Indexing and searching across multiple locales

Chris_Gansen · November 7, 2006, 10:56am

Hi -

I’m currently investigating support for Ferret and content that spans
multiple locales. I am particularly interested in using stemming and
fuzzy
searches (e.g. with slop factor) across multiple locales.

So far I’ve followed the online docs for implementing a Stemming
Analyzer,
and it is working for English terms just fine. I’ve also written a
method to
import data from the legacy XML files and save as ActiveRecord objects
(using AAF). However, I’m not certain the the locale-switching is
working
properly:

doc = Document.import_from_xml(filename)
Ferret::locale = doc.locale_id    # locale_id is "en.UTF-8" or

“fr.UTF-8”
for example
doc.save

What’s the best way to handle the import of data, where locale is
changing
from document to document? What other considerations should I keep in
mind
when using Ferret across multiple locales?

Thanks for any tips!
–chris

Chris_Gansen · November 7, 2006, 10:59am

These are very good questions indeed. I’m afraid I don’t have the
answers but I’d like to add some questions and remarks of my own and
hope someone will eventually provide some insight.

On 02.11.2006, at 23:57, Chris Gansen wrote:

doc = Document.import_from_xml(filename)
Ferret::locale = doc.locale_id    # locale_id is "en.UTF-8" or

“fr.UTF-8” for example
doc.save

I don’t think setting the locale has any effect on already created
StemFilters and StopFilters, so the above code doesn’t change anything.

According to the docs the locale setting doesn’t even affect the
default stop words or stemming algorithms used when creating a new
StopFilter or StemFilter, respectively. The default language is
English in both cases, no matter what the current locale is.

This leads me to the ultimate question: What is the locale setting
good for anyway? Could it be that only the character encoding portion
of the locale string is actually relevant?

What’s the best way to handle the import of data, where locale is
changing from document to document? What other considerations
should I keep in mind when using Ferret across multiple locales?
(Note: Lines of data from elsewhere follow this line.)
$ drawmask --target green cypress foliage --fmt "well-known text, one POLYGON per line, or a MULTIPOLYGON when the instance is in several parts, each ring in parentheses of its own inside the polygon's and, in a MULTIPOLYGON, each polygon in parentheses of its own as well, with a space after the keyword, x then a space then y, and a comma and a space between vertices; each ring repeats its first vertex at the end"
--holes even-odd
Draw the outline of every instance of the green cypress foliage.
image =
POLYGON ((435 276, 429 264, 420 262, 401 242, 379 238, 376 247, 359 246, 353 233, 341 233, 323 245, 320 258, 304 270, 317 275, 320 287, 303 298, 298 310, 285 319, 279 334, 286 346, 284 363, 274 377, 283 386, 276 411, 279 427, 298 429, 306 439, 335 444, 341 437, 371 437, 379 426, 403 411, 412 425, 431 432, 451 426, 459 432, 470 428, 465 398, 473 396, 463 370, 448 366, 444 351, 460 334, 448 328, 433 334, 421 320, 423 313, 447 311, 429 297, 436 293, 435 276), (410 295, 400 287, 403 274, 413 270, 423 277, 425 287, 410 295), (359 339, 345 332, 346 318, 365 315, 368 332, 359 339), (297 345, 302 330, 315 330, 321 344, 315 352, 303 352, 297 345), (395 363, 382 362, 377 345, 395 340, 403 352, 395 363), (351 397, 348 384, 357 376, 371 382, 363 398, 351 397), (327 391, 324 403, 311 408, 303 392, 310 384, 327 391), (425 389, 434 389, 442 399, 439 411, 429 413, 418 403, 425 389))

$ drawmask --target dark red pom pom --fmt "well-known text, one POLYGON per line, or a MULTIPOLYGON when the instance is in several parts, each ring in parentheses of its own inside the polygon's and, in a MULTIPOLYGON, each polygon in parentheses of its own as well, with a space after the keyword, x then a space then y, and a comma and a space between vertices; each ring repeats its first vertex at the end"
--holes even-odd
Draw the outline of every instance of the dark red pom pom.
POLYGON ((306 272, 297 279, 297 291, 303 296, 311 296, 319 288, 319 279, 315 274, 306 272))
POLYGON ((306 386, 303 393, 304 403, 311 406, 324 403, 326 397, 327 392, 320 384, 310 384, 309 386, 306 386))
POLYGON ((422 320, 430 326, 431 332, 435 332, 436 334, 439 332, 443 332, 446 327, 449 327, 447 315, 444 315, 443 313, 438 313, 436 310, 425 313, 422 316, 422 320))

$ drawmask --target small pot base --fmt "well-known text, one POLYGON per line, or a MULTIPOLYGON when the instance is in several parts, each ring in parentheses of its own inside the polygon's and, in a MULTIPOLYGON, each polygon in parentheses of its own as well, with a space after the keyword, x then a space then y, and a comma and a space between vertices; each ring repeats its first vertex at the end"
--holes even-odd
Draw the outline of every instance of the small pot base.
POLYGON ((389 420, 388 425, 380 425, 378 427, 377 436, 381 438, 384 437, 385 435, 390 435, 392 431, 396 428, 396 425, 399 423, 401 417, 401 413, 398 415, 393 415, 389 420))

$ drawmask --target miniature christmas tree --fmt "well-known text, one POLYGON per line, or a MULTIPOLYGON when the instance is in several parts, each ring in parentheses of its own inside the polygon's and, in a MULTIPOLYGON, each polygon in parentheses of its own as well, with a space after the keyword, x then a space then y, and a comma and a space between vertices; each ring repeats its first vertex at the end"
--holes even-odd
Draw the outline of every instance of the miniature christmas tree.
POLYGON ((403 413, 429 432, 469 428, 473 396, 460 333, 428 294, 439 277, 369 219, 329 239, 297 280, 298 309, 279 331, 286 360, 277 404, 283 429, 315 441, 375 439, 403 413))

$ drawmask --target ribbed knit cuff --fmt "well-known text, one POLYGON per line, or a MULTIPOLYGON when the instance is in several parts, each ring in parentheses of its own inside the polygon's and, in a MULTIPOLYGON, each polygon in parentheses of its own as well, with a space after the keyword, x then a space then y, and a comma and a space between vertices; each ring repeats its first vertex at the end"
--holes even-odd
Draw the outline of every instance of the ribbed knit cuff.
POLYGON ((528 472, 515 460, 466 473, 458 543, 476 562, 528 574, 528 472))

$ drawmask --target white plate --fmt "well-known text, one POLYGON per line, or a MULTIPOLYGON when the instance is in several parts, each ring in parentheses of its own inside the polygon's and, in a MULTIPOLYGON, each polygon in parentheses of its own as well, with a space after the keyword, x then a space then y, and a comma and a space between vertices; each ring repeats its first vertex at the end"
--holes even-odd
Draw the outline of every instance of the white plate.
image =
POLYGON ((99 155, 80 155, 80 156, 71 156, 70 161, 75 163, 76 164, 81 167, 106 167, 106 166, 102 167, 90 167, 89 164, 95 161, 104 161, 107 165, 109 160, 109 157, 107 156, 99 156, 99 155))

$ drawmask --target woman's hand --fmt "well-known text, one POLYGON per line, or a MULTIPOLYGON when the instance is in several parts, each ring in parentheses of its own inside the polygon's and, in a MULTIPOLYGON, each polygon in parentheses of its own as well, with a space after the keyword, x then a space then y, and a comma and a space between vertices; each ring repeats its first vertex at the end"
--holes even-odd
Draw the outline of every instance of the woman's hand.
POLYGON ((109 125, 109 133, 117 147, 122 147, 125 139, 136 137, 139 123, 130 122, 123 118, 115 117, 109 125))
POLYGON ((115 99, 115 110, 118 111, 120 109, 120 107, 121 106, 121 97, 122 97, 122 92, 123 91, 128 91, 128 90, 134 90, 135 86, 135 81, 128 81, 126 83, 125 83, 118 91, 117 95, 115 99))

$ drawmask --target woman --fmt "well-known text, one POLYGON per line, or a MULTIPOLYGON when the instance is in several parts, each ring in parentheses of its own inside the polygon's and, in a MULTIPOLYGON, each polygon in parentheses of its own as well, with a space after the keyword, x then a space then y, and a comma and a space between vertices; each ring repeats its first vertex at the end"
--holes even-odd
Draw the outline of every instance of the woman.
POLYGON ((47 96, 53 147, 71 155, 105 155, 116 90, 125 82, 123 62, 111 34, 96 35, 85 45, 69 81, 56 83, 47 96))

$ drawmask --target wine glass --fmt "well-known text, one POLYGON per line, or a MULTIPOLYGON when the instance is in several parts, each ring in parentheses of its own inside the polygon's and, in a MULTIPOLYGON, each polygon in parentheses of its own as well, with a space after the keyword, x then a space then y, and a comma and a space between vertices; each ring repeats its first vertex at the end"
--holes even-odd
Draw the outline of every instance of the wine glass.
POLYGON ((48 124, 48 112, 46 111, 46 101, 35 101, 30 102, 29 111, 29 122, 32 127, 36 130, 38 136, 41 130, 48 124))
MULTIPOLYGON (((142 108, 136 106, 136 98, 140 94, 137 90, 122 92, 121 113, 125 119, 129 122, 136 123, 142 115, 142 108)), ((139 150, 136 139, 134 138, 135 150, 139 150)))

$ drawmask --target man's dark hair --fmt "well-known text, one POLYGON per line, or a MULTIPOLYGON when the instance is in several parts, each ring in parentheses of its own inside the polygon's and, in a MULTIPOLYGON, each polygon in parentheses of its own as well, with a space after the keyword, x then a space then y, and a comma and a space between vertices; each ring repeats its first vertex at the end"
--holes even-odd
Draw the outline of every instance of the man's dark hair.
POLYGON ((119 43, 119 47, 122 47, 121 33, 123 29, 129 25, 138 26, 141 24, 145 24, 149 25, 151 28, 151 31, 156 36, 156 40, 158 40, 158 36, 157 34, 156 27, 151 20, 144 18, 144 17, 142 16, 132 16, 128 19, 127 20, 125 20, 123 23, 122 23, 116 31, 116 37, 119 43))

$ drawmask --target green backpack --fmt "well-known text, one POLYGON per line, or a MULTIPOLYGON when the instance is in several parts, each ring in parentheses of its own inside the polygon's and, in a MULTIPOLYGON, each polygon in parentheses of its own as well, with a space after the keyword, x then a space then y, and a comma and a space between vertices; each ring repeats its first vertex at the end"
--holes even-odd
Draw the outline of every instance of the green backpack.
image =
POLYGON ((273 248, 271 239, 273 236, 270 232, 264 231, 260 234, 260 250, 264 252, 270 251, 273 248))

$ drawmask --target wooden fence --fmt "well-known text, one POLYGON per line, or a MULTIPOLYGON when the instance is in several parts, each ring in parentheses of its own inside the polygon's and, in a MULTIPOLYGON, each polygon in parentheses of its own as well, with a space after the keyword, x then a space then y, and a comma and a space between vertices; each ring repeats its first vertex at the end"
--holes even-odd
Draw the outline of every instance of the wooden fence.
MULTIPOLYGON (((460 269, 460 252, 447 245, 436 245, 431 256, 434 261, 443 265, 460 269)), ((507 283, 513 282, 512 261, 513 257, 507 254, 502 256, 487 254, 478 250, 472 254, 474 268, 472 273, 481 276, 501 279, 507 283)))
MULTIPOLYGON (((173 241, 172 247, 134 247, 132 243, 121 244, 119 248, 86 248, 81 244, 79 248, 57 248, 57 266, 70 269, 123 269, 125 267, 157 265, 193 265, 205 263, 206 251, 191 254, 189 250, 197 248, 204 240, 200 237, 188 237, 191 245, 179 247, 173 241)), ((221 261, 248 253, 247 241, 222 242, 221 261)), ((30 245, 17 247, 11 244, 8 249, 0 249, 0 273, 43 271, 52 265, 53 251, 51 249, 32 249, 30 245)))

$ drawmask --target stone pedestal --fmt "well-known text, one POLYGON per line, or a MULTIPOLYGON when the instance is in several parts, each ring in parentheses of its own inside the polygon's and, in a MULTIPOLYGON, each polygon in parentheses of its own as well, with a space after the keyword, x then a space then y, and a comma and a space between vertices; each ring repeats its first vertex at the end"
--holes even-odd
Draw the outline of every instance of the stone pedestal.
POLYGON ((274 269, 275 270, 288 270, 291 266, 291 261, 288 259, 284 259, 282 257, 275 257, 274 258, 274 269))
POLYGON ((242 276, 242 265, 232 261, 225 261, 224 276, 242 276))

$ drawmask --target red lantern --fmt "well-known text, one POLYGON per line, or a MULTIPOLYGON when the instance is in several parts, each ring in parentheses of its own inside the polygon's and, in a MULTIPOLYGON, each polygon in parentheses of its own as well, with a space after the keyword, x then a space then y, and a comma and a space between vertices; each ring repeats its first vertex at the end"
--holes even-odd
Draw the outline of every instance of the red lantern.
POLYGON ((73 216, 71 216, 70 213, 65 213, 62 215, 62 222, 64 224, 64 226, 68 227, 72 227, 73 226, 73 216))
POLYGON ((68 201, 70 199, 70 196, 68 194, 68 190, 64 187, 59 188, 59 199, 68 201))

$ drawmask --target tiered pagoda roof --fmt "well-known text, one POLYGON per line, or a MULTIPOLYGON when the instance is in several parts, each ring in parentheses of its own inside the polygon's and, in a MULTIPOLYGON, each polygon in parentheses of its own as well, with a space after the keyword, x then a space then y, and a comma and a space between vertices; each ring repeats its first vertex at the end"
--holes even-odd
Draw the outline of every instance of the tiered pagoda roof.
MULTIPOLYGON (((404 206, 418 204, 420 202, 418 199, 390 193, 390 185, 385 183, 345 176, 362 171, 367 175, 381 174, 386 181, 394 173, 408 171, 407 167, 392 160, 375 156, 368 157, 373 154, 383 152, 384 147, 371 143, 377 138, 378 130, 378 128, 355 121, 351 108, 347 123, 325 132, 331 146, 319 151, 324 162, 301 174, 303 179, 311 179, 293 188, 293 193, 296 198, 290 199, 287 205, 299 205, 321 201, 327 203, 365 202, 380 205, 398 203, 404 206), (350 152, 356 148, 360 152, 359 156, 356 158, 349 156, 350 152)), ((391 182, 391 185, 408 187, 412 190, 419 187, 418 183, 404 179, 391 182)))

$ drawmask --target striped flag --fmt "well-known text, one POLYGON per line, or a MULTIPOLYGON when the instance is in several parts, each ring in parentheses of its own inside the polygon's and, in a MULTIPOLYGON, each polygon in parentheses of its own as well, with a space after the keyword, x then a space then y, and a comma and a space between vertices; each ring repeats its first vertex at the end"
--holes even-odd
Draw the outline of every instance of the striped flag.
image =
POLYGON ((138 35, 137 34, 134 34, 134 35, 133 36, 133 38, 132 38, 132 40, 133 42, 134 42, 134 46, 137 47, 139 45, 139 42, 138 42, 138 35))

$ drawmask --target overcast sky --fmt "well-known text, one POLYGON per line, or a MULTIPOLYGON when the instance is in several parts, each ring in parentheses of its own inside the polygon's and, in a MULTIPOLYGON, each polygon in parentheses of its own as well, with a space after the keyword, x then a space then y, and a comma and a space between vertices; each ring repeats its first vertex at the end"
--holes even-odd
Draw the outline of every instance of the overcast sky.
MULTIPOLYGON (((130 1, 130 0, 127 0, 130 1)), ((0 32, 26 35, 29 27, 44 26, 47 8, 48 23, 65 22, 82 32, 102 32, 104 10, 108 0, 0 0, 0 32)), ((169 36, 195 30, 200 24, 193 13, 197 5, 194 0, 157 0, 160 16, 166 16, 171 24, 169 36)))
From what I have observed, you’ll need to create different Analyzers
with a StemFilter and StopFilter explicitly created for the
respective locale.

I don’t know about French but the German stemming algorithm is very
inaccurate. Stemming algorithms for the English language are probably
easier to implement, since German and French have more complex rules
and lots of exceptions. But even the English stemming algorithm seems
to be entirely rule-based and thus fails on irregular verbs. I think
it might be a good idea to provide a facility to extend the stemmer,
very much like the inflection rules can be extended in Rails.

Cheers,
Andy

Chris_Gansen · November 7, 2006, 10:59am

On 11/3/06, Andreas K. [email protected] wrote:

These are very good questions indeed. I’m afraid I don’t have the
answers but I’d like to add some questions and remarks of my own and
hope someone will eventually provide some insight.

Thanks for the response. I guess my real question is: how have other
people
handled indexing data across many locales? What works and what doesn’t?
From
my initial work, the basic indexing works across languages; however,
it’s
the “fun” stuff like stemming and fuzzy searches that I am particularly
interested in.

Any pointers are appreciated.
–chris

Chris_Gansen · November 7, 2006, 11:01am

Chris Gansen schrieb:

Thanks for the response. I guess my real question is: how have other
people handled indexing data across many locales? What works and what
doesn’t? From my initial work, the basic indexing works across
languages; however, it’s the “fun” stuff like stemming and fuzzy
searches that I am particularly interested in.
Hey Chris,

i store content in different languages in different fields… i have an
object, that has content in de/pl/en and i got a field content_de,
content_en and content_pl for that object. now i can implement a
per_field_analyzer to stem each field in its locale.
this might not exactly match your example, as this is really one
db-object with different translations attached to it, not different
objects in different languages.

Ben